The DGX workstation shares the same software stack as the DGX-1 appliance, a miniature supercomputer that provides 960 teraflops of performance. That way, software engineers can swiftly swap software between Nvidia’s workstations and appliances, which can be installed in data centers where training typically happens.

Nvidia引入了两种产品,以收紧对人工智能市场的控制,并促进其Volta架构,其中包含用于处理深度学习的定制张量核心。但是,根据一位行业高管的说法,该公司的竞争对手可以使用相同的策略将其定制芯片推向软件工程师。

“They say, in the early phases of designing neural networks, we don’t want to go to data centers,” said Jin Kim, chief data science officer for machine learning chip startup Wave Computing. “We want a workstation right next to us for experimentation, taking elements of existing neural networks and putting them together like Lego blocks.”

He declined to disclose whether Wave Computing plans to release its own workstation. But the company, which has raised $117 million over the last nine years, has been putting the finishing touches on an appliance equipped with its dataflow processing unit (DPU), which supports lower precision operations that consume less power and memory than traditional chips.

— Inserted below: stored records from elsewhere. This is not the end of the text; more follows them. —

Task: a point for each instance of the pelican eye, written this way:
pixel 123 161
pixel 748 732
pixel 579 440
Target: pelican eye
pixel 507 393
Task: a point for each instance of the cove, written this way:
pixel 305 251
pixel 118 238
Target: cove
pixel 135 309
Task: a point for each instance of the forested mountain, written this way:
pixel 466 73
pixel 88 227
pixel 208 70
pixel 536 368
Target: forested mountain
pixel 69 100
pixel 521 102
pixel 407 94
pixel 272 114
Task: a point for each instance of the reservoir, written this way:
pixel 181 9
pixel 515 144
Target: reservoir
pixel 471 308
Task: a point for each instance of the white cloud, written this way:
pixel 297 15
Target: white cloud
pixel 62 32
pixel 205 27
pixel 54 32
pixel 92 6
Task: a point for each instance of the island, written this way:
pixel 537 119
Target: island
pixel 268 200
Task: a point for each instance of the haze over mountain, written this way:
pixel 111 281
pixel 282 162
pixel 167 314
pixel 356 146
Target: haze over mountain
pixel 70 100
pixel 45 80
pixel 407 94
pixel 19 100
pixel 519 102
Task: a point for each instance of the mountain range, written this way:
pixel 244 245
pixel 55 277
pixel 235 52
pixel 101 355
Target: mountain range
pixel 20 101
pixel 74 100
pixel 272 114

When it is finished, the appliance is projected to provide performance of 2.9 quadrillion operations per second for machine learning workloads. Wave Computing has also built a special compiler that translates code into a form that its silicon can understand. The company designed its coarse-grained reconfigurable array chips to have 16,384 cores.

Kim说,Wave Computing敏锐地意识到,软件工程师正在要求工作站在数据中心之外使用算法进行实验。其他初创公司几乎可以肯定收到了相同的请求。但是还没有人冒险挑战NVIDIA。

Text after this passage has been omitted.